Chloe Grace Moretz has grown up! Now she plays a high school girl who has found true love. Her character Mia faces the choice of staying with her boyfriend and people left in her life or going with her family who went to the next world. Does Chloe herself believe in the afterlife? And how does she deal with a long distance relationship and her onscreen make-out scene? Also, she reveals she still has to fight for roles even after she became a movie star!
Q: Do you believe in life after death?
Here’s what I think is interesting about this movie: Even though it deals with life after death, it isn’t religion-based. You can watch it without being force-fed Christianity or Catholicism or something else. You don’t have one kind of religion being stuffed down your throat. You are just understanding that there is a soul, there are emotional feelings; there’s love, there’s passion and that exists post accident, post death, etc. These are incredibly real feelings and they do continue on in a sense. That comments on the question a little bit.
Q: In the movie, your character has to think about long distance relationships. What are your thoughts on long distance relationships and friendship? Can they work?
I come from the mindset that if you wanted to make it work, it’ll work — whether it’s a friendship or a relationship. If you’re both in the same mindset that you both want to make it work, you can make it work. You just have to know that it’ll take some effort with communication. Jamie (Blackley) and I both talk about this, we’re in a job where we spend 11 months of my year not home. You have to understand what you’re getting into. Even my best friends — I have had them since I was 9 years old — and they’re my best friends, but we text more than we actually see each other. They’re still my best friends. If you want to make it work, you’ll make it work.
Q: How did you draw on your life experience for this first love story?

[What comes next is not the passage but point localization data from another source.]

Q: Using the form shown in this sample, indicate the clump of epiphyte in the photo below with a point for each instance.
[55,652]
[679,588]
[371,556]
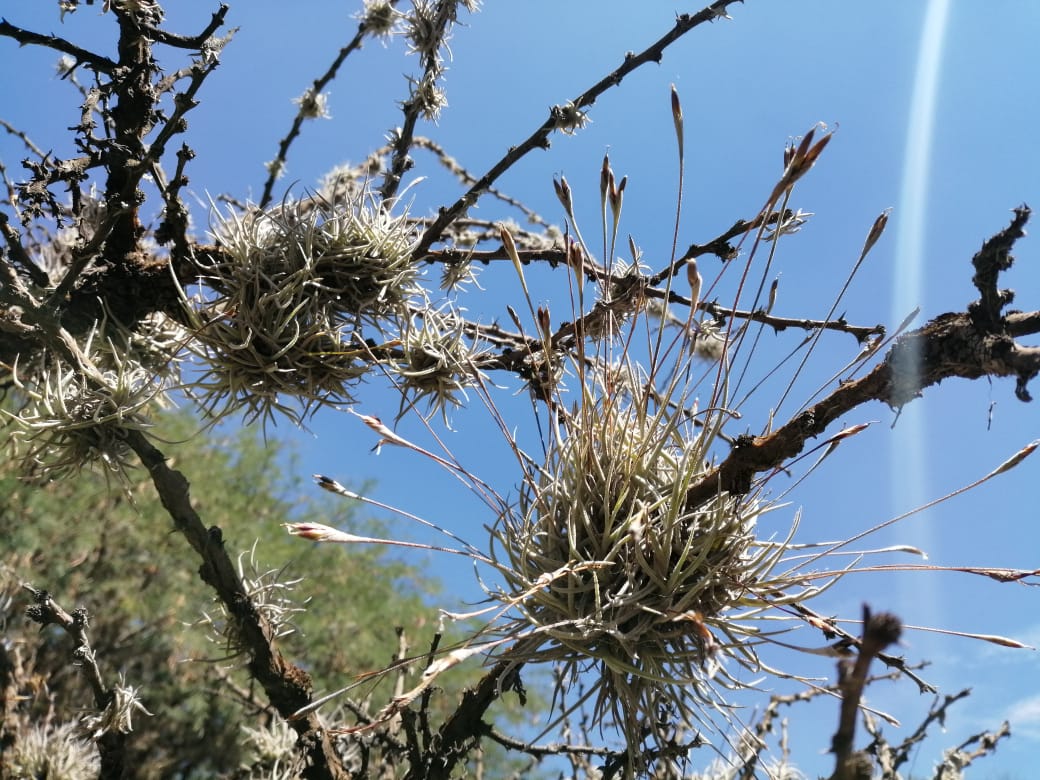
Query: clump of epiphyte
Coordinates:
[74,418]
[270,595]
[607,564]
[51,751]
[436,363]
[117,718]
[291,286]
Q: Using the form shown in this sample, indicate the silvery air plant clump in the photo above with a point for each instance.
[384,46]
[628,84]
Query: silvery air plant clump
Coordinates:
[285,294]
[611,570]
[76,416]
[437,361]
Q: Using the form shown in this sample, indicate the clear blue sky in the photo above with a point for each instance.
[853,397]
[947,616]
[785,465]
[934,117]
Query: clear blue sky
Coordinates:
[952,159]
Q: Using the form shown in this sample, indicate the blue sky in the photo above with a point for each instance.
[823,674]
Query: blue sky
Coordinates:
[748,85]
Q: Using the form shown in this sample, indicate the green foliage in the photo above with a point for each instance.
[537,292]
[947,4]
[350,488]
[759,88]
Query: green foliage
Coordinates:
[117,554]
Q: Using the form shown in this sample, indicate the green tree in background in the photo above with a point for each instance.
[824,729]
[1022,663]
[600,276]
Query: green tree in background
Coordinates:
[627,563]
[118,555]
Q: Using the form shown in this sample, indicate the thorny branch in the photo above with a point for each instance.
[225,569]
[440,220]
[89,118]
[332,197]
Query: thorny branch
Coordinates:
[950,345]
[879,631]
[111,741]
[288,687]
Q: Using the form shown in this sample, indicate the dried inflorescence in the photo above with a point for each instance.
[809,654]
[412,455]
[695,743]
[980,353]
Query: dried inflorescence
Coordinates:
[292,286]
[437,361]
[606,564]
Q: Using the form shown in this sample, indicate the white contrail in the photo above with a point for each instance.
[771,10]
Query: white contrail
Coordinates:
[909,477]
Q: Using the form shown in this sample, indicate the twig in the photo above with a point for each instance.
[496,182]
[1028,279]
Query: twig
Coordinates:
[288,687]
[540,138]
[879,631]
[96,61]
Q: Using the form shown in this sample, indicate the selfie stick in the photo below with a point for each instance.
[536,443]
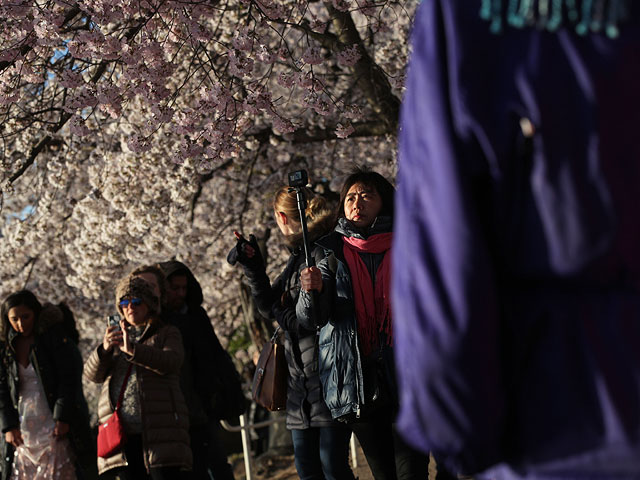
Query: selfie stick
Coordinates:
[302,206]
[297,181]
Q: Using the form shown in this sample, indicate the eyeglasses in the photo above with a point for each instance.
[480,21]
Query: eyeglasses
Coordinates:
[135,302]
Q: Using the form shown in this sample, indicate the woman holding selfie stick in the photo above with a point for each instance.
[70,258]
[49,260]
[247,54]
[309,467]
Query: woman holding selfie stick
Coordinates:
[141,357]
[356,340]
[321,446]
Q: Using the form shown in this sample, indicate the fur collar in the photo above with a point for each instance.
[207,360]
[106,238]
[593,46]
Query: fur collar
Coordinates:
[321,225]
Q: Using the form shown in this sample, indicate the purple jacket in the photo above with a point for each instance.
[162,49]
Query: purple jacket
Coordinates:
[516,258]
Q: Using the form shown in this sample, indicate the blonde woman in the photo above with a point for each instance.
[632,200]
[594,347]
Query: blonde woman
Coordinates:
[320,445]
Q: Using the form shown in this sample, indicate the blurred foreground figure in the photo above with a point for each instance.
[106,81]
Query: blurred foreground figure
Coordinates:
[516,258]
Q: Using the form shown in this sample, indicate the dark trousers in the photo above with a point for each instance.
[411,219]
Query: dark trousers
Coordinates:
[389,457]
[209,455]
[136,469]
[322,453]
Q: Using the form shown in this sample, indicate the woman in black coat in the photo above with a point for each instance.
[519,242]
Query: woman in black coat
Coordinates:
[320,445]
[43,414]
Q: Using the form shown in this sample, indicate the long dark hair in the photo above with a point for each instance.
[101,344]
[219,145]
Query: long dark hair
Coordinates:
[22,298]
[371,179]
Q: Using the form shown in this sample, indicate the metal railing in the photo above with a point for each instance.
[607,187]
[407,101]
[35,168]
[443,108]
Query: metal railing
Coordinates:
[244,428]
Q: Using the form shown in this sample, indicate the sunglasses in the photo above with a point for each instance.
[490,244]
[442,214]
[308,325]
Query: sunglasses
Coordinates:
[135,302]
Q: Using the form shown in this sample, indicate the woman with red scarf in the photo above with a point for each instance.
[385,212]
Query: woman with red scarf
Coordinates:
[353,315]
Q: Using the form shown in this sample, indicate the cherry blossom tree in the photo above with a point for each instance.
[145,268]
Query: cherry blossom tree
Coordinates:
[134,131]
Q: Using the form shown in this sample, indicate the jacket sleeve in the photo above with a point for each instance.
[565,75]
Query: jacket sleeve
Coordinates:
[8,414]
[313,308]
[261,289]
[443,292]
[164,359]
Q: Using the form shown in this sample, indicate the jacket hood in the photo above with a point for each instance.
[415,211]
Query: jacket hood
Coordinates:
[194,290]
[322,224]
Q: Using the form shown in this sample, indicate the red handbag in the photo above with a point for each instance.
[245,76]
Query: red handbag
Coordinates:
[111,436]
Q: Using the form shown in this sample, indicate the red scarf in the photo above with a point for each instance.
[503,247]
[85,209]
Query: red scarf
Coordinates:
[373,308]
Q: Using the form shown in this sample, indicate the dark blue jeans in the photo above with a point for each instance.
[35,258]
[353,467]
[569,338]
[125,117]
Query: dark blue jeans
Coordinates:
[322,453]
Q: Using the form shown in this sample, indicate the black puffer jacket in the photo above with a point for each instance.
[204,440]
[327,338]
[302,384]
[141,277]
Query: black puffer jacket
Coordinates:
[58,365]
[208,378]
[305,402]
[340,364]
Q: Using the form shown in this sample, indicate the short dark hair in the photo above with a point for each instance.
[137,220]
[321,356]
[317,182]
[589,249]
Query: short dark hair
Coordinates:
[371,179]
[23,297]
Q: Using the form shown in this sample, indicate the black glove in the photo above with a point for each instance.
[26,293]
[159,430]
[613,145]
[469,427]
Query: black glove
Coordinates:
[238,255]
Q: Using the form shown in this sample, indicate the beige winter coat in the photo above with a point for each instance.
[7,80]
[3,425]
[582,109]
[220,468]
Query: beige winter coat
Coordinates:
[165,419]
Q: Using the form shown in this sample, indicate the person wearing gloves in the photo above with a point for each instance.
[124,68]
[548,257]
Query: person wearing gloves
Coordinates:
[321,445]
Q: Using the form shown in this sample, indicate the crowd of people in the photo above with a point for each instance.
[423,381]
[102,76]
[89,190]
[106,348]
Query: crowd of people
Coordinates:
[159,360]
[498,336]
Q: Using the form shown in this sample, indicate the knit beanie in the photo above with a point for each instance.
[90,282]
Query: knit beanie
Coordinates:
[135,287]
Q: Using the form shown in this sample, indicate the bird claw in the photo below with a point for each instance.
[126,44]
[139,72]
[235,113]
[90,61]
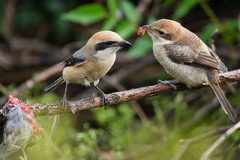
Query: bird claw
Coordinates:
[73,108]
[170,83]
[105,101]
[64,104]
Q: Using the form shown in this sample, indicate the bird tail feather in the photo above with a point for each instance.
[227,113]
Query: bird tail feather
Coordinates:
[227,107]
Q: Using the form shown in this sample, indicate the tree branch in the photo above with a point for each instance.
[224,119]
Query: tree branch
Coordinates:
[123,96]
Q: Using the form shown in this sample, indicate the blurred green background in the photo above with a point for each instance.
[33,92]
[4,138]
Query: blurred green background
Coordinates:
[36,34]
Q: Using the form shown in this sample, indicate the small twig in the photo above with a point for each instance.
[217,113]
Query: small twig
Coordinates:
[124,96]
[219,141]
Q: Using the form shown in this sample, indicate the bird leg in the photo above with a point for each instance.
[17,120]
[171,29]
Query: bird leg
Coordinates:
[105,101]
[170,83]
[65,102]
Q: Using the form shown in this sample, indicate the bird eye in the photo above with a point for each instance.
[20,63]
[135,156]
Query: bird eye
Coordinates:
[161,33]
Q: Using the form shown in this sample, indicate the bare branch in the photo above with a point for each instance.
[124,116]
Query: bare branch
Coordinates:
[123,96]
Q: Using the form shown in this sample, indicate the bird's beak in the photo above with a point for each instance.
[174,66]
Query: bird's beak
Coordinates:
[147,28]
[125,44]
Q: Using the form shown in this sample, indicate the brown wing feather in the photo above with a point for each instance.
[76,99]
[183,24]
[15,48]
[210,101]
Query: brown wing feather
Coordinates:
[183,54]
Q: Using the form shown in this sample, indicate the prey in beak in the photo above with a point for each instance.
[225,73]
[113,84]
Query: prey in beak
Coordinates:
[143,29]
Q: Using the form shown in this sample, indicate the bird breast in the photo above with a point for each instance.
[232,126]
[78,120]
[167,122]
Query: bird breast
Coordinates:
[190,75]
[92,70]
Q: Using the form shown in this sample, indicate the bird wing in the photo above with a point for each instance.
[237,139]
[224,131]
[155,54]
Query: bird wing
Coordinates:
[76,59]
[185,55]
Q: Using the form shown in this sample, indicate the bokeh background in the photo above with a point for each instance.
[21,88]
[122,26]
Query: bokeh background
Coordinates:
[37,34]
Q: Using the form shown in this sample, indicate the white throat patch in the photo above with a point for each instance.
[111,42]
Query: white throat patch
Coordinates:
[106,53]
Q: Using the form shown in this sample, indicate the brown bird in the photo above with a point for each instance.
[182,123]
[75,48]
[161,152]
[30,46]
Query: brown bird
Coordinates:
[87,65]
[90,63]
[187,58]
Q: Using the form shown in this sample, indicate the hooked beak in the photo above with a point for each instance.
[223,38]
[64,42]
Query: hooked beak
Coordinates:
[125,44]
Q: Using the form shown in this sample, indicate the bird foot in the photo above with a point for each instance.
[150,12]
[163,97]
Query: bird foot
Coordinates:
[105,101]
[73,108]
[170,83]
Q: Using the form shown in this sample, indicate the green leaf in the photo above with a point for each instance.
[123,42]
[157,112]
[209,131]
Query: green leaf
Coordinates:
[113,6]
[141,46]
[109,23]
[183,8]
[130,11]
[86,14]
[126,29]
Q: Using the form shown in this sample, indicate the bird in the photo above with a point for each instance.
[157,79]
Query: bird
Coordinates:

Everyone says you have to draw from a modicum of self-experience for a role. Love, in particular, when you’re creating a love story, not every relationship is the same, not every love that you find is the same. Every kind that you get from another person, there are different types of it, and you learn through each relationship, there are many different ways you can love someone. With Jamie and I, we became good friends and were able to create this love relationship by goofing around with each other and being silly and having a good time rapping to Kanye and being like kids and having fun on set. It’s always awkward when you are having to kiss someone and the director R.J. (Cutler) is like, “Turn your head to the right, please. Make it look like you actually like each other.” [Laughs] We’re like, “Like this? How do we look? Do we look good?” It worked once we got it. R.J. and John (de Borman, DP), two men telling these two kids how to make out [laughs].
Q: You have been acting since you were 11 and now you’re 17. And now you’ve become a movie star in the space of six years. It seems so easy for you. How does it seem to you this journey you’ve been on?
How hard has it been? It’s been really hard. Even when I started doing it at five years old, everyone in my life looked at us and said, “You’re crazy. Take your kid out of the business and put them in school. You’re never going to succeed.” That was my entire time being brought up. But, my mom was like, “Look, if you love it, do it. If you’ve having fun, and I know you’re having fun, do whatever you want — whether that’s gymnastics, learning the guitar, acting or just being a normal kid. She’s going to do what makes her happy.” That’s how I’ve lived my life. It’s hard for a number of reasons. I’m still fighting for every role that I get. I’m still finding the boundary of how old I can be or how able to be something else that I’m not. You’re always struggling, especially as a female actress against the higher powers that try to keep you in a spot which makes them feel comfortable. That’s a major thing I’m battling with right now. And even though it’s been hard, it’s been easy, because I’ve always followed my heart. Whatever project I’ve ever chosen, it’s been something that I feel that I couldn’t live without. I couldn’t spend another day of my life knowing that I didn’t do that role or give my all and emotions to that role. Yes, it’s been hard, but it’s been incredibly uplifting. Without it, I wouldn’t be the same young adult, young woman I am now.
If I Stay opens in theaters August 22nd.